Stars such as Jennifer Lawrence, Jessica Chastain, and Sandra Bullock have raised awareness of pay inequality between male and female actors in Hollywood. The issue is out in the open and being debated. But what about the below-the-line professions — especially trades that are dominated by one sex or the other?
Take, for example, the Art Directors Guild, whose members are nearly 73% male. The base weekly on-call rate for art directors and production designers is $3,754.47. By contrast, among members of the Costume Designers Guild, which is nearly 80% female, the weekly base salary is $2,622.91 for TV production and $2,789.73 for film work. Add to this the fact that, unlike the job of art director, there are no rules requiring studios to officially hire a costume designer for a project, and it’s easy to see a pattern.
While ADG executive director Chuck Parker was unavailable to be interviewed for this story, his guild has increased its diversification efforts, having established a committee to perform an internal survey of members to identify problems and find solutions.
Nickolaus Brown, president of Motion Picture Costumers IATSE Local 705, says there’s no animosity between the two guilds. But CDG president Salvador Perez argues that the pay disparity is a systemic problem rooted in the stereotypes of gender roles.
“I think that for the longest time, it was, ‘Well, my girlfriend shops. How hard could it be? My wife shops; she should be a costume designer,’” says Perez, the costume designer for Hulu’s “The Mindy Project.” “There’s more to my job than shopping…. Yes, production designers build the sets and the world of the shows, but we help create characters through their costumes.”
Perez adds that costumes can add considerable value to a show via merchandising — a revenue opportunity seldom provided by production design. This added value comes when the look created by a costume designer has an impact on the fashion industry at large — such as occurred with Janie Bryant’s costuming work on “Mad Men” and Lyn Paolo’s on “Scandal” — or when studios and networks seize opportunities for marketing tie-ins. Such initiatives make costume designers’ jobs harder and don’t necessarily result in financial compensation for them.
“I get emails and texts all the time about the clothes on the show and who makes them,” says “Transparent” costume designer Marie Schley. “It’s a way for the audience to relate to the show. When you’re looking at the actor, you’re looking at the clothes. It’s a question of why that isn’t more respected.”
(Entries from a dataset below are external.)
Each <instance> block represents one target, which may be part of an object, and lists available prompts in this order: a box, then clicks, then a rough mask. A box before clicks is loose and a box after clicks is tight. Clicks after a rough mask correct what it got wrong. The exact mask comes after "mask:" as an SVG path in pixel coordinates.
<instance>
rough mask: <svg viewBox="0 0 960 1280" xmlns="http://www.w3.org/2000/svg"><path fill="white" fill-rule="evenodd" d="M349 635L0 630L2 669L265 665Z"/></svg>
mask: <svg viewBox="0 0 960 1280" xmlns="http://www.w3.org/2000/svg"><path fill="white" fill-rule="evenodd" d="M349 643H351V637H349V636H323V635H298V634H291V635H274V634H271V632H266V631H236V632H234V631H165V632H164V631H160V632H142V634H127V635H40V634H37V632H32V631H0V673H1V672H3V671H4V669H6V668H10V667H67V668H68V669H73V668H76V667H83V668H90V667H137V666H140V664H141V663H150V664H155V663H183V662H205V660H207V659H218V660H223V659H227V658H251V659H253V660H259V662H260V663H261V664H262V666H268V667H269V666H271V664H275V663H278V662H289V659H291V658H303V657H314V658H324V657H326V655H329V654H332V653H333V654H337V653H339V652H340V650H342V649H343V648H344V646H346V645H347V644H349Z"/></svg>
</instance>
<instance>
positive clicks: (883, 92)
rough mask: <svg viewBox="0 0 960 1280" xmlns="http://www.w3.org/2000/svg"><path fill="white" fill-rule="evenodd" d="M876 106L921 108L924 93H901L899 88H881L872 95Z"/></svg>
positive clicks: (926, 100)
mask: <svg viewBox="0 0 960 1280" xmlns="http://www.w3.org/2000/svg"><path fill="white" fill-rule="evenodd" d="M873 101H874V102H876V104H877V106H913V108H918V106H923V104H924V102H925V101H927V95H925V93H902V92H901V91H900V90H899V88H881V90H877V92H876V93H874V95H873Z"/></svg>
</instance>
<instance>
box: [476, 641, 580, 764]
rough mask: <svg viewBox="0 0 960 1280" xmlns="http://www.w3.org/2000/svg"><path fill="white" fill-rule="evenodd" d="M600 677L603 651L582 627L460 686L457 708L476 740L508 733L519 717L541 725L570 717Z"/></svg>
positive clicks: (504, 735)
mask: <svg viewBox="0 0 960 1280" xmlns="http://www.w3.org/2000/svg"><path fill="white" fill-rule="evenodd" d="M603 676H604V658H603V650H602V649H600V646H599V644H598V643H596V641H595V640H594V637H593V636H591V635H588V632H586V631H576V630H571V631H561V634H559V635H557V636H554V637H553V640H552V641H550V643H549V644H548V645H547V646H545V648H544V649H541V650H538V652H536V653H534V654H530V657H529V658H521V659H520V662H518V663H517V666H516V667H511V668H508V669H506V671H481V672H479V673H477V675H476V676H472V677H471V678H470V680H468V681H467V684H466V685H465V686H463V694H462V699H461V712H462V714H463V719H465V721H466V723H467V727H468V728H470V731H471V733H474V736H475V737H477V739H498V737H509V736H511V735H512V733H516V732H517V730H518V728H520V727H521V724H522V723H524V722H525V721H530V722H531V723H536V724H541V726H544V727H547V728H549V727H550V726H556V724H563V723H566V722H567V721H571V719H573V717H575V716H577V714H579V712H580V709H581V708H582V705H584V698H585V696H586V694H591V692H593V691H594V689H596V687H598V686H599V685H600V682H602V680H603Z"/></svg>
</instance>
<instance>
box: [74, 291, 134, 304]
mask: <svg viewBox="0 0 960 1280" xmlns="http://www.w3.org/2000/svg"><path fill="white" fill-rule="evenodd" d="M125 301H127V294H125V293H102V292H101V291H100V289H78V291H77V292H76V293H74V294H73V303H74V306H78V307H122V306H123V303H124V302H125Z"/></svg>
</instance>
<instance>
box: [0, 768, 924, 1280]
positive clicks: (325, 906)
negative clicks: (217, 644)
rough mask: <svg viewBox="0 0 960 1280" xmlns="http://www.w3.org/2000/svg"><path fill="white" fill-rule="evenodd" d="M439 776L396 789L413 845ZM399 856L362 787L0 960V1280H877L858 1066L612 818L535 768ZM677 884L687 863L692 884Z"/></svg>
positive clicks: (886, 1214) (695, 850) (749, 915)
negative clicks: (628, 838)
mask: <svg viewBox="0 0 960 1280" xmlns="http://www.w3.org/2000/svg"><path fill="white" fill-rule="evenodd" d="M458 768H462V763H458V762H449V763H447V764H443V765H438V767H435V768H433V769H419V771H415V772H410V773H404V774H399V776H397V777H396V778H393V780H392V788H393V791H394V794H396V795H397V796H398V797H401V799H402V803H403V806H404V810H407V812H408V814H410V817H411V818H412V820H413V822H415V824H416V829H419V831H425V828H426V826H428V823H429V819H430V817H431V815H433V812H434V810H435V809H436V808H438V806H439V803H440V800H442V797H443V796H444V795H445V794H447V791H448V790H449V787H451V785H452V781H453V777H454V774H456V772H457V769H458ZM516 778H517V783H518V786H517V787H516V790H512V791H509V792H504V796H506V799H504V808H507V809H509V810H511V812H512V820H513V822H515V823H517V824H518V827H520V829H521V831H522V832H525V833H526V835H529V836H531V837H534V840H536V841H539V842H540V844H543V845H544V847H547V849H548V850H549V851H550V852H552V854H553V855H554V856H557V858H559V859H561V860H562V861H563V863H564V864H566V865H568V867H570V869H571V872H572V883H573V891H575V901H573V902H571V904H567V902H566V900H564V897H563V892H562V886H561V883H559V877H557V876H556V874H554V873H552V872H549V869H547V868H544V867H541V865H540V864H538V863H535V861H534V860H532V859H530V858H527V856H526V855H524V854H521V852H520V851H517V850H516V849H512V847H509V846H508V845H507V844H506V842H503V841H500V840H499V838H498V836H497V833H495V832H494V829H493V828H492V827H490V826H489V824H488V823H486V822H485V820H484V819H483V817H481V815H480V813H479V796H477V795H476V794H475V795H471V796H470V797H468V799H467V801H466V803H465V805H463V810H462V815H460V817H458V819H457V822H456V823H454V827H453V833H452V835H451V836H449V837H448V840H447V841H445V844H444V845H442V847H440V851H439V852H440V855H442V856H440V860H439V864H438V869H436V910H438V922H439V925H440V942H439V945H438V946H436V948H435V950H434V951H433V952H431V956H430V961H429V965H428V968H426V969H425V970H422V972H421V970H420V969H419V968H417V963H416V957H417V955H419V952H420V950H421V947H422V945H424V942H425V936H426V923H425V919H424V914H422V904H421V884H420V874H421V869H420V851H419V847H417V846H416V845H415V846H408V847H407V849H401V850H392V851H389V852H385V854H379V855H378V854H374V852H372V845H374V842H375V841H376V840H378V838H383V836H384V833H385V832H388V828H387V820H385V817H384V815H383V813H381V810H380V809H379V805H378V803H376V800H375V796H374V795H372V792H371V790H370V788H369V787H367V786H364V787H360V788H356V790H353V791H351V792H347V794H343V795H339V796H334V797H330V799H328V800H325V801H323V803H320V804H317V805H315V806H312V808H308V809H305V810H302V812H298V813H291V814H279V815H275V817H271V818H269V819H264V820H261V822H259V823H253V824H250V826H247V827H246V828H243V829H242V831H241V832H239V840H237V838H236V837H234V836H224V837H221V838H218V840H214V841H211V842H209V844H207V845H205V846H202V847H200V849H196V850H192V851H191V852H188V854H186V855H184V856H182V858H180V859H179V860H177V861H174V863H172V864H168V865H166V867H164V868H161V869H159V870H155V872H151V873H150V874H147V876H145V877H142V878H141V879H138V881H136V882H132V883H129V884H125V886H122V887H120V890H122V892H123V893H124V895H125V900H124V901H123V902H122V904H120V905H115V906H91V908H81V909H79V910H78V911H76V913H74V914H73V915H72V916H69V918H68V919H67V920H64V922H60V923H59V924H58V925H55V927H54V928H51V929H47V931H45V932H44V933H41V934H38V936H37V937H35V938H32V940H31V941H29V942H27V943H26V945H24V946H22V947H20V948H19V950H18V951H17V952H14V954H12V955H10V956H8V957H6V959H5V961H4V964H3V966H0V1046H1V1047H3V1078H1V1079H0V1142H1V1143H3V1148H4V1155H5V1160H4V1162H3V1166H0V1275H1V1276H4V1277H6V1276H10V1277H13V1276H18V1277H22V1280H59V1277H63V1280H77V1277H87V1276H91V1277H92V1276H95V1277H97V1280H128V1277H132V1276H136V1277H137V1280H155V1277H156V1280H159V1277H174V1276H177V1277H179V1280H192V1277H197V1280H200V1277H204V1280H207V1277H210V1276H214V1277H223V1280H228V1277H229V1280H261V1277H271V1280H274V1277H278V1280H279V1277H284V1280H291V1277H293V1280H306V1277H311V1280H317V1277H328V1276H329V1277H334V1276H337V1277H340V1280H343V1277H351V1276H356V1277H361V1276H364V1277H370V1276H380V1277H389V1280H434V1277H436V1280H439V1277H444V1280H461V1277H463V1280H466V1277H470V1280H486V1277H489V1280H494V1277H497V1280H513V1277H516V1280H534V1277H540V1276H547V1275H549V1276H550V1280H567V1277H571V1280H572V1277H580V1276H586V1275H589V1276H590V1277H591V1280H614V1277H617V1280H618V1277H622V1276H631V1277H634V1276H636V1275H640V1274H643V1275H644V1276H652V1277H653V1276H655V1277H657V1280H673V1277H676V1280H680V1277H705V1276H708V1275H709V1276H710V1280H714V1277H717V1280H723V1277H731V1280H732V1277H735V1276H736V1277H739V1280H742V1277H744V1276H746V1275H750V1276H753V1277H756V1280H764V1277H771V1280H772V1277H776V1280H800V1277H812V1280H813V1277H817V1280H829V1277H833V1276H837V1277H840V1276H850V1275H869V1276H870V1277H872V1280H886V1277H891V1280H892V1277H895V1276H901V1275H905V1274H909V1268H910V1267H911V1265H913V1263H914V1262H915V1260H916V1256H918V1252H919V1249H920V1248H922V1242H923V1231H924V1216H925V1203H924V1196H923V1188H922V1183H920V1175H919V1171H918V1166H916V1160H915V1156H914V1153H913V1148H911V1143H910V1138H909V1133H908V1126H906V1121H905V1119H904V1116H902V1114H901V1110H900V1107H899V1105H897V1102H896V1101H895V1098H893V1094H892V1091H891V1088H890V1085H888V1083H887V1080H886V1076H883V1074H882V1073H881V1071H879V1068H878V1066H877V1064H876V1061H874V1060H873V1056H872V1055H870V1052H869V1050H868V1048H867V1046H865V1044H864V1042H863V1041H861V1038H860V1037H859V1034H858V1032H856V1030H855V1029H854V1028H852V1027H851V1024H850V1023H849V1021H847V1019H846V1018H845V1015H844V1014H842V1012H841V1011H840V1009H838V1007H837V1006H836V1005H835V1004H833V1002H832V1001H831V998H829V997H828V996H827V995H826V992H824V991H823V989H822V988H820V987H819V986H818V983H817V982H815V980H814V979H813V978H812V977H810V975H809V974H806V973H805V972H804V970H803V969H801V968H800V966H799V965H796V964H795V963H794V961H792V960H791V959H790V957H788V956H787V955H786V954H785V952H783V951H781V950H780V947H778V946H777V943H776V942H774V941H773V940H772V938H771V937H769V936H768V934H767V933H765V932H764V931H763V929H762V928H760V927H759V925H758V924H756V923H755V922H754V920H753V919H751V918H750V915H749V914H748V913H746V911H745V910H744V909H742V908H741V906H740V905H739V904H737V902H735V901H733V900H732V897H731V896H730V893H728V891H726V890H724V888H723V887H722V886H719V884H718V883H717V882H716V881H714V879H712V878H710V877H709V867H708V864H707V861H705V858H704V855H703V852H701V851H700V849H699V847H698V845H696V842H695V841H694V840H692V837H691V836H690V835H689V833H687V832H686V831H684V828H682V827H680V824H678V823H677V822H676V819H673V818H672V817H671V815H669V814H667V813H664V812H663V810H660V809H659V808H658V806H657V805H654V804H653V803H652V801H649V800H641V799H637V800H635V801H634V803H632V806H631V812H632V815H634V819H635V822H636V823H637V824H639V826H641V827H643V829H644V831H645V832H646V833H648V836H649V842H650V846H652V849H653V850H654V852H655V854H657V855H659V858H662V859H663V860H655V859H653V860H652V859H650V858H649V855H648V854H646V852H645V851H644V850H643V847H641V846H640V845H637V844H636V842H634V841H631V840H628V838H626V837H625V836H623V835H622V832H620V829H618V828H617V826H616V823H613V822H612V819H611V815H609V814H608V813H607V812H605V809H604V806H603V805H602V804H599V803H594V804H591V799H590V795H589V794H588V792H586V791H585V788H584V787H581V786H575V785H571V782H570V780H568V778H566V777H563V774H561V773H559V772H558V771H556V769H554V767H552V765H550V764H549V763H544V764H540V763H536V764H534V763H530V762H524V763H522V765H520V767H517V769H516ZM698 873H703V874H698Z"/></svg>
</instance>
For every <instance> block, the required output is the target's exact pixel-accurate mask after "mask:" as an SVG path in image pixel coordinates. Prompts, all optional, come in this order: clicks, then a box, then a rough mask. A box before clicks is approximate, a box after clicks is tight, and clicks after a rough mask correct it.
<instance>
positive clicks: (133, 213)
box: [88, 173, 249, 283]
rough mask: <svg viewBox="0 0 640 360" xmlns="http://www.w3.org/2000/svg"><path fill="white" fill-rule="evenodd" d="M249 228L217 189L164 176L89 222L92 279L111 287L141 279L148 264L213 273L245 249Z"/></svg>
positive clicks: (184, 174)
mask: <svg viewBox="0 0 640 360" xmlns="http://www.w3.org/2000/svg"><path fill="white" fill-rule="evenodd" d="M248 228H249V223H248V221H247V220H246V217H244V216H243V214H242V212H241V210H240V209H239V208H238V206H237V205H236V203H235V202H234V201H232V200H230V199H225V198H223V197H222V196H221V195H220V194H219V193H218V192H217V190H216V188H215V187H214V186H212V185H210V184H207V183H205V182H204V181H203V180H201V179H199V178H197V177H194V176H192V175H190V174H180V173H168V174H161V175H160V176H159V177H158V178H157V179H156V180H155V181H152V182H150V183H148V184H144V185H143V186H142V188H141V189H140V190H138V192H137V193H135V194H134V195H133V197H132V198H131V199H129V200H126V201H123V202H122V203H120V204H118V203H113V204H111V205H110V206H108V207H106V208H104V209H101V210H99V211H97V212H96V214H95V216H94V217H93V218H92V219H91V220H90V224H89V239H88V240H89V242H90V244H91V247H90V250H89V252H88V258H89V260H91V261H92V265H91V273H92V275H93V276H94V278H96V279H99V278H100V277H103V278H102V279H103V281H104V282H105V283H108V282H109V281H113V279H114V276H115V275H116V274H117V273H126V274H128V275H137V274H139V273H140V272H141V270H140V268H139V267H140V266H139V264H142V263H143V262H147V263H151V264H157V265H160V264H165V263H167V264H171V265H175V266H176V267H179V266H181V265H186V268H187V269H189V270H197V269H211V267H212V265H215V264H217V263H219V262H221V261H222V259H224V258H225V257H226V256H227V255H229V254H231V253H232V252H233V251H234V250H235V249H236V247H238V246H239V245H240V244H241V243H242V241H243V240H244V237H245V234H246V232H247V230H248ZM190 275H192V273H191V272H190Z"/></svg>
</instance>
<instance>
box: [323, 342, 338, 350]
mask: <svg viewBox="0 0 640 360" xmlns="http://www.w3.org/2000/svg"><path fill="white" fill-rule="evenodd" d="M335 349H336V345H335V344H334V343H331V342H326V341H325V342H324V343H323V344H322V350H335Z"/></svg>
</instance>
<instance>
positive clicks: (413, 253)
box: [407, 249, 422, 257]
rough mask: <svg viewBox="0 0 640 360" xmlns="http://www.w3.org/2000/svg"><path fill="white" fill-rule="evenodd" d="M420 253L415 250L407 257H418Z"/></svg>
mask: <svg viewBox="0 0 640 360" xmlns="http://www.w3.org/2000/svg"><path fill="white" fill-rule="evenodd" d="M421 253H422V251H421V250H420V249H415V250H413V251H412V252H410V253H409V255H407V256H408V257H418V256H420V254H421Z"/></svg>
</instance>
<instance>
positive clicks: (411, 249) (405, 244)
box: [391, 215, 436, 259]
The deck seems stacked against women in more ways than one. Even as female costume designers find challenges in capitalizing on their work, women who are production designers find it difficult to advance in that profession.
“I’ve worked with female artists all my life, and we all say that you have to work twice as hard as everyone else — and even then it’s luck,” says “Transparent” production designer Cat Smith. “I knew that if I was going to get that chance [to advance to production designer], it was going to be on the recommendation of a woman.”
She adds that men have an easier time advancing in production design. “You’ll see a lot of guys skip [stages]. It’s like, how did this guy get this position?”
Smith says she has heard of women production designers being denied jobs because the people in charge wanted a man for the role. “I think people are loath to admit that nowadays,” she adds. “I’ve been told in art director interviews that they want a guy because guys would be more aggressive with production. Or that women don’t design boats or spaceships or — my favorite — jails.”
In an era when “Equal pay for equal work” is a mantra for women in all careers, this dispute appears to be another classic example of the disparity.
“It’s all been brought to life with Donald Trump and the way women are perceived,” says IATSE’s Brown. “This is a national conversation. There are things that are helping to level the playing field, but we still have a way to go.”